Last year, when Garfield won the Class 4A boys basketball championship and Rainier Beach won the 3A title, fans were wishing that they could play each other.
One year later, the wish came true, with a reclassified Garfield team taking the 3A championship game over Rainier Beach, 66-51.
The Garfield win ended Rainier Beach’s steak of three state titles. The Vikings had also won their past four state championship games, having not lost a title bout since 2004.
Garfield dropping down to 3A and joining the high-octane Metro League gave Rainier Beach a new/old rival.
Never miss a local story.
“To come out and beat them, it’s a great feeling,” Garfield sophomore Jaylen Nowell said. “This was supposed to be their league. It’s Garfield’s league now.”

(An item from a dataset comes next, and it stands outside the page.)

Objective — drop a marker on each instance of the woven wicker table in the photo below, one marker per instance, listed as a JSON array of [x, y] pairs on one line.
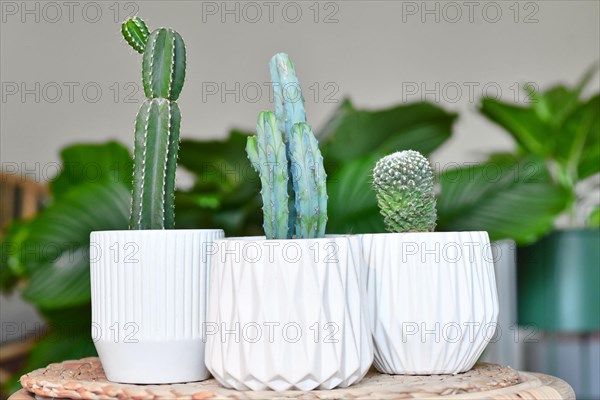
[[85, 379]]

Nowell was named tournament MVP after his 23-point, 10-rebound performance in the final. He averaged 21 points per game in the tournament, but it was a defensive play — or maybe a stroke of luck — that turned the tide Saturday.
The score was tied at 49 with 4 minutes, 30 seconds to play when Nowell was defending Rainier Beach guard Shadeed Shabazz near midcourt.
“I faked at him, and I guess he got scared and dribbled off his foot,” Nowell said. “He lost it, I got the and-one, and it picked the momentum up for us to win the game.”
The three-point play started a 17-2 Garfield run through the end of the game, and the Bulldogs’ celebration began.
Junior forward Alphonso Anderson had 17 points and 14 rebounds for the Bulldogs. His height advantage in the post was a problem for Rainier Beach throughout the game.
“He’s the best post in the state, but he’s not a post,” said Garfield coach Ed Haskins, a Clover Park alumnus. “He’s actually a 3/4, but he has such good footwork and hands that he can just do what he does.”
A transfer from Tacoma’s Wilson High School, Anderson was thrilled to win the trophy.
“Holding that gold ball up, it brought chills to my body,” Anderson said.
Shabazz scored 22 points to lead Rainier Beach, but Vikings star Dejounte Murray was held to 15 points and 13 rebounds. The University of Washington recruit took just six shots in the second half.
In the eyes of Rainier Beach coach Mike Bethea, the Vikings only had themselves to blame.
“We just didn’t do what we needed to do. We didn’t execute,” Bethea said. “We’ve won for so long, I think guys were just expecting things to happen. We didn’t block out and rebound. We didn’t get our hands on loose balls. We turned the ball over at inopportune times — unforced turnovers killed us.”
Now Bethea and Rainier Beach have to be concerned about the Bulldogs, a team that had a huge fan base including several current and former NBA stars in their alumni section Saturday.
“Garfield basketball has a lot of pride. It’s all about legacy,” Haskins said. “There are so many people —from the Brandon Roys and Tony Wrotens and everybody else that we don’t know their names up in the stands — we felt their support, and we played with the swag of that support.”